On y distingue nettement les zones où l’industrie est importante mais diffusée dans les villages et petites villes, et les zones où elle est faible7.
FIGURE 2 RHÔNE-ALPES : LES INDUSTRIES EN MILIEU RURAL (hors villes > 20 000 hab.) – effectifs 1988 |
Cette répartition est héritée de la proto-industrie, car les donneurs d’ordre des villes de négoce ont distribué le travail à la ferme ou dans des manufactures, comme ceux de Lyon dès le XVIe siècle pour le coton et après 1822 pour la soierie. L’industrie s’est maintenue, quand elle a su s’adapter à chaque phase des mutations technologiques et commerciales, générées par la révolution industrielle. Il s’y est ajouté les implantations postérieures, liées à de grands projets nationaux : électrométallurgie en Savoie, chimie de base et textile synthétique au péage de Roussillon, industrie nucléaire à Pierrelatte.
Les districts issus de la proto-industrie sont formés de PMI spécialisées dans la même branche d’activité et sont répartis, sur trois territoires : la périphérie du Haut-Beaujolais cotonnier, les monts du Pilat et le Bas-Dauphiné, qui correspondent à des zones de sol pauvre situées à proximité de Lyon et desservies par des routes à grande circulation et où les paysans recherchent des ressources de complément8.
Les zones plus éloignées ont longtemps vécu en autarcie et l’activité industrielle n’a pas résisté à la concurrence de la grande industrie.
Entre 1983 et 1988, l’industrie s’est renforcée là où elle était faible et inversement. Le nombre d’emplois a augmenté à la périphérie des agglomérations et aussi dans les zones périphériques. C’est ici que s’est produit le phénomène de la « force des pauvres », selon l’expression de l’économiste Ph. Aydallot. Les jeunes ruraux ne pouvant plus émigrer à la ville depuis 1974 ont cherché à créer leur propre entreprise qui souvent se réduit à la force de travail du ménage.

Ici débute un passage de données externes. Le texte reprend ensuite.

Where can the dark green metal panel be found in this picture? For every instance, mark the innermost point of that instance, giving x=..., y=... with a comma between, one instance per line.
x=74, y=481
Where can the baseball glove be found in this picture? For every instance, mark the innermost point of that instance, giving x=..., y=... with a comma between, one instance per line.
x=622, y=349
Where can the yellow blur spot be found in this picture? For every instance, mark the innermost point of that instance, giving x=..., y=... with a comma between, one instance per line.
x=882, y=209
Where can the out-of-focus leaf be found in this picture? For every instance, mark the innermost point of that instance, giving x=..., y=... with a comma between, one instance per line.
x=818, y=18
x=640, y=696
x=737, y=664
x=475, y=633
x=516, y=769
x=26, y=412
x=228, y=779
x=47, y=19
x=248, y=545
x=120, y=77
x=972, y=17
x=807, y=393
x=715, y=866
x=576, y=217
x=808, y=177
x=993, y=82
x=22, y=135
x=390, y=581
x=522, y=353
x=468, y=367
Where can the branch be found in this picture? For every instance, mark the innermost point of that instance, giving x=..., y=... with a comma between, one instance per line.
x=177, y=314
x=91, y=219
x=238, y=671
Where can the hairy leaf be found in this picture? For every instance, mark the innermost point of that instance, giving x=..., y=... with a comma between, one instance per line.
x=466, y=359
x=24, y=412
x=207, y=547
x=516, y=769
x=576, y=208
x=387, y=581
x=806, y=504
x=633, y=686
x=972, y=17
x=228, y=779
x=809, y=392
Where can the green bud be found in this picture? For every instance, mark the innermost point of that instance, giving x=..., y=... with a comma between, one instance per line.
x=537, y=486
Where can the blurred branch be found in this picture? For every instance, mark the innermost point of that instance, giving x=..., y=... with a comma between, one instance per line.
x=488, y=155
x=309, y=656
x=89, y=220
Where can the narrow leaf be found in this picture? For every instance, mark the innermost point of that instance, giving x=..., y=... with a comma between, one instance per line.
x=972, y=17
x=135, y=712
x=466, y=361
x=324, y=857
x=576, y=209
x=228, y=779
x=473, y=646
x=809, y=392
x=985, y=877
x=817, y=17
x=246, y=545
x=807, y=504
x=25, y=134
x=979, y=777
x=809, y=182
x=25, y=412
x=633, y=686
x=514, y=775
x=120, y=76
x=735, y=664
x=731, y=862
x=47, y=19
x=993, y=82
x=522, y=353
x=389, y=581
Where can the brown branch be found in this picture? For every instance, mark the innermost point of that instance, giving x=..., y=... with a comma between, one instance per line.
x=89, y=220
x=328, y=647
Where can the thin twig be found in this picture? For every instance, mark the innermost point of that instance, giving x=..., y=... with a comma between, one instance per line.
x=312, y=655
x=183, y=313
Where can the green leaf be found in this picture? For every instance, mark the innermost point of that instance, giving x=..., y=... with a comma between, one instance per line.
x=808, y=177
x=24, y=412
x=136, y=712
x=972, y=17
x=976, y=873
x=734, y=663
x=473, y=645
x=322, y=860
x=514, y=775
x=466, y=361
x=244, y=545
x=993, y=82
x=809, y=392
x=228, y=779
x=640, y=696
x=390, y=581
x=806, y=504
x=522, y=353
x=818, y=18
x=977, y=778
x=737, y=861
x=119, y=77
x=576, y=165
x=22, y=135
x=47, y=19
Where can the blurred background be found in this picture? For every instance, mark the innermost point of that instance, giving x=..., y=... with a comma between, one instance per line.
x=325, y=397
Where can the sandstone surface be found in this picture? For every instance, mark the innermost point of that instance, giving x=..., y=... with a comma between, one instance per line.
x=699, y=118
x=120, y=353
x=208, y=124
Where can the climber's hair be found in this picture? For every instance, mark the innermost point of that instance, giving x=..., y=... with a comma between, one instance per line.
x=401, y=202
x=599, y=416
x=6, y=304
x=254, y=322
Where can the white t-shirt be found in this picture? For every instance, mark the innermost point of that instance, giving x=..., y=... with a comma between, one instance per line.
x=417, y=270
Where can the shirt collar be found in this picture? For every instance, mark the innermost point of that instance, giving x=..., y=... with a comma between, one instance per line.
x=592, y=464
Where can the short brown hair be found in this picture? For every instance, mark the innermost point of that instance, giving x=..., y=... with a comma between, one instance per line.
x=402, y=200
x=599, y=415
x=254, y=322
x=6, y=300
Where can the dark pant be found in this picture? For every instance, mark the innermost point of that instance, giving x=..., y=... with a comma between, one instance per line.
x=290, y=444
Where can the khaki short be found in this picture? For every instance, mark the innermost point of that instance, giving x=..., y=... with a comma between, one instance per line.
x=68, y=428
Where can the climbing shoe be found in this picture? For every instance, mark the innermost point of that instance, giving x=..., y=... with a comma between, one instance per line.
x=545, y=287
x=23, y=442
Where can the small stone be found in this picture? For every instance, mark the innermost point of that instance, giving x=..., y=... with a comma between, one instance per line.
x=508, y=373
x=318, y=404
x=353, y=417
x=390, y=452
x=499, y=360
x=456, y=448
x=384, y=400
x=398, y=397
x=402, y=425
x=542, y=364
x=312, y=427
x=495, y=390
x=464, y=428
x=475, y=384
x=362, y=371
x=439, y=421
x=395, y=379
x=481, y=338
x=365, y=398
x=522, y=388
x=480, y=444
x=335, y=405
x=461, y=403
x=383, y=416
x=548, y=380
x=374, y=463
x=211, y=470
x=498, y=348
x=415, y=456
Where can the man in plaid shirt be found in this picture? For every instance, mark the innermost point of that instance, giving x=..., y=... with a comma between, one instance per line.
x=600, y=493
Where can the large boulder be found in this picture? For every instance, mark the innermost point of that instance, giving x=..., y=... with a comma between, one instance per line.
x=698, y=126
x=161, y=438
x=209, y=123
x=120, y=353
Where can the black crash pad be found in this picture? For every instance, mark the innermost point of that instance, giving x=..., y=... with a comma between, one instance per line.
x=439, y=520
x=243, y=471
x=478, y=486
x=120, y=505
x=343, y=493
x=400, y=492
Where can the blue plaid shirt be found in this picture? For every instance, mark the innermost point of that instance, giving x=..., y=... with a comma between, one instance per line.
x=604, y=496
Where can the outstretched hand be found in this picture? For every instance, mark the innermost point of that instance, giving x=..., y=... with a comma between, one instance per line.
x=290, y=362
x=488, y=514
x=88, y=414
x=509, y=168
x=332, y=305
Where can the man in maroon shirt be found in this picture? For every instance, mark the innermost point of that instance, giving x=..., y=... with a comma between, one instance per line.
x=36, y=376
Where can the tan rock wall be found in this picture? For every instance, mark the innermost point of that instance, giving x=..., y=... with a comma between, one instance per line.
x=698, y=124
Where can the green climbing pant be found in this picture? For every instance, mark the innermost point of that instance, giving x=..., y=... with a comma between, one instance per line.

L’industrie diffuse s’est maintenue en chiffre d’affaires, mais non en emploi, grâce à des entreprises performantes, comme Deveaux SA, dans les secteurs concurrencés par les pays à bas salaires comme l’habillement.
Dans les secteurs porteurs, comme le décolletage autour de Cluses et le plastique autour d’Oyonnax, il y a eu progression continue, qui apparaît mal car les agglomérations – centres ont dépassé 20 000 habitants et ne sont pas prises en compte sur la carte de la figure 2.
Les milieux de la fracture sociale : agglomérations industrielles obsolètes et pays ruraux immobilistes
Les agglomérations industrielles qui ont eu leurs heures de gloire pendant la première moitié du XXe siècle, mais qui n’ont pas pu ou pas su assumer leur reconversion sont en situation difficile. Ce sont les citadelles du charbon, de la sidérurgie, de la laine et plus généralement du textile, de la tannerie, de la construction navale. Elles sont rejointes par les « banlieues à problème » des villes où s’étaient fortement développés les grands « hangars à OS » alimentés par l’exode rural et l’immigration méditerranéenne. La rupture a été brutale : très précisément à partir de 1974 avec la première crise pétrolière et la cassure de la croissance. Depuis lors, le chômage s’y est étendu, touchant particulièrement les jeunes et la population immigrée.
C’est dans les banlieues que le tissu social est le plus détérioré, le déracinement y est plus récent, les résidents ont perdu leur identité.
Pourquoi l’industrie ne s’est-elle pas adaptée ? parce que le problème était trop massif et que les dirigeants d’entreprises aussi bien que les dirigeants politiques ont été débordés : ils n’avaient ni la compétence professionnelle, ni l’intelligence sociale que réclamaient les reconversions à entreprendre9. Le personnel d’exécution, sans qualification professionnelle, et nourrie par la culture ouvrière du XIXe siècle, n’était pas davantage préparé !
Il y a donc eu très peu d’activités de rechange qui aient émergé, soit par création de PME, soit par essaimage d’entreprises venues d’ailleurs ; et pas plus dans les services que dans l’industrie.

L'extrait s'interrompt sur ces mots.